Подозрение было полностью справедливым. Когда Энгельс, после смерти Маркса, начал составлять II том из горы оставленных Марксом записей, то он так описывал размер поставленной передним задачи в письме к немецкому социалисту Августу Бебелю:
Вместе с полностью законченными отрывками находились едва начатые и носящие характер набросков, и все это было черновиком, за исключением, возможно, только двух частей. Цитаты из источников — в беспорядке, множество из них собраны в одну кучу, записанные, возможно, с намерением разобрать их позже, в будущем. Кроме этого, некоторые вещи написаны таким почерком, который разобрать могу только я, и то с трудом. Вы спрашиваете, почему я, единственный из всех, кто мог знать, — все-таки не знал, как обстоят дела. Очень просто: если бы я знал, то днем и ночью донимал бы его до тех пор, пока все не было бы завершено и издано. И Маркс знал это лучше, чем любой другой.
Второй том появился в 1885 году, и за ним в 1894 последовал третий (тоже составленный Энгельсом).
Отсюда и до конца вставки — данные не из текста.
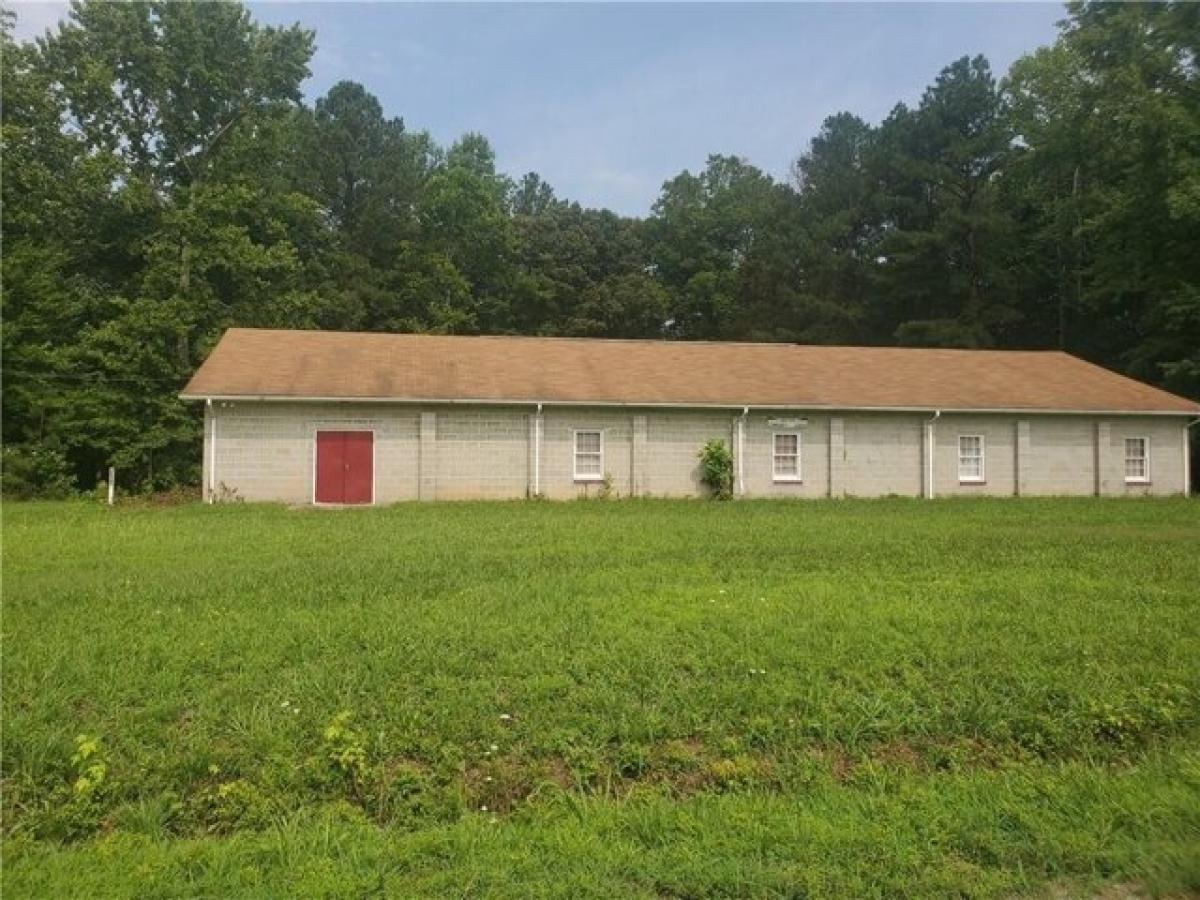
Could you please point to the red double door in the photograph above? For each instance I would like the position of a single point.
(345, 467)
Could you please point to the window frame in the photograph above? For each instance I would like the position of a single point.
(1144, 478)
(982, 478)
(798, 477)
(588, 477)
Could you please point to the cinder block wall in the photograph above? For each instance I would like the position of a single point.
(267, 451)
(883, 455)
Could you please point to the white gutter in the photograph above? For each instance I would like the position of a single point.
(679, 405)
(537, 453)
(929, 454)
(741, 450)
(213, 453)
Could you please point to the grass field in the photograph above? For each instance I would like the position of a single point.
(643, 699)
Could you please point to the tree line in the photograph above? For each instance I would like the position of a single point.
(163, 179)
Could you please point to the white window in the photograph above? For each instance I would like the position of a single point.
(971, 457)
(786, 462)
(588, 456)
(1137, 460)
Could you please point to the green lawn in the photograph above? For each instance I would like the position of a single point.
(647, 699)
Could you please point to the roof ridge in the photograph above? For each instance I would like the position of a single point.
(658, 341)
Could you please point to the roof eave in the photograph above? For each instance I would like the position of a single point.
(675, 405)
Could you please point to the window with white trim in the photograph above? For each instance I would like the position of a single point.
(971, 457)
(786, 456)
(588, 456)
(1137, 460)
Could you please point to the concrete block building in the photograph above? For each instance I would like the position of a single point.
(340, 418)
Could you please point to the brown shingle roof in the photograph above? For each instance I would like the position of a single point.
(252, 363)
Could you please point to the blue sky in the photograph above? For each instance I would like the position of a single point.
(609, 101)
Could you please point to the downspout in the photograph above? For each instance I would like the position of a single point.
(537, 453)
(929, 454)
(213, 451)
(741, 450)
(1187, 457)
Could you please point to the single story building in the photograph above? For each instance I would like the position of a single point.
(337, 418)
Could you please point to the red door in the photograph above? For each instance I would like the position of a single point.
(345, 467)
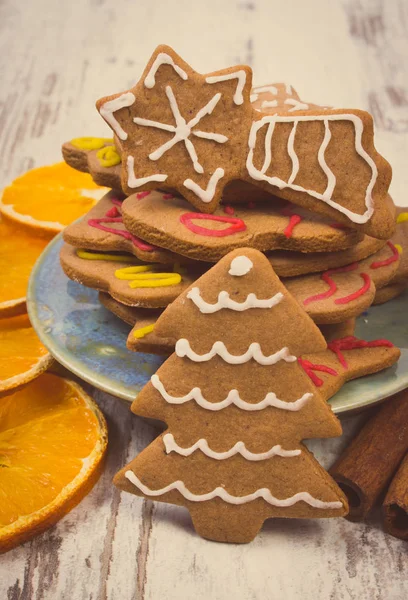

То, что часто называют «четвертым томом», «Теория о прибавочной стоимости» (1905), было записями Маркса по истории экономики, составленными, в основном, из отрывков из предыдущих теоретиков, таких как Адам Смит и Давид Рикардо, сделанными еще в 1860-х годах и отредактированными Карлом Каутским.
Короче говоря, «Капитал» — это незавершенная, состоящая из фрагментов работа: ведь первоначальный план Маркса представлял ее в 6 томах. Социалист Максимилиан Рубель писал: «Перед нами не марксистская Библия с навеки систематизированными принципами». И это надо особенно подчеркнуть, потому что многие коммунисты начали смотреть на нее как на священное писание, считая истиной все, что сказал Маркс, и ложью то, чего он не говорил. Обе части этого утверждения необоснованны: есть там недочеты и упущения, которые можно было бы исправить, будь у него достаточно времени и энергии; есть там заблуждения и несовпадения, с торжеством подхваченные его критиками, что тоже надо признать тем, кто восхищается «Капиталом». «Тот факт, что Маркс блестящим образом открыл новый континент, — писал Мишель Лебовиц, — не означает, что он правильно начертил карту этого континента».
Та terra incognita — неизвестная земля, которую он отправился исследовать, была новым миром промышленного капитализма — неким ландшафтом, незнакомым Адаму Смиту, и Маркс в самом начале предостерегал читателей, что они вступают на воображаемую землю, где ничто не является тем, чем кажется. Только посмотрите на те глаголы, которые он выбирает для первого предложения «Капитала»: «Богатство общества, в которых превалирует капиталистический способ производства, выглядит как «огромная коллекция» предметов потребления»; личный предмет потребления выглядит как элементарная форма». Будучи менее драматичным, чем начало «Манифеста Коммунистической партии», оно делает тот же самый акцент: мы входим в мир призраков и видений. Страницы «Капитала» пестрят словосочетаниями типа «призрачная объективность», «бестелесный призрак», «чистая иллюзия» и «ложное подобие». И только проникновение за завесу иллюзии может открыть ту эксплуатацию, которой живет капитализм.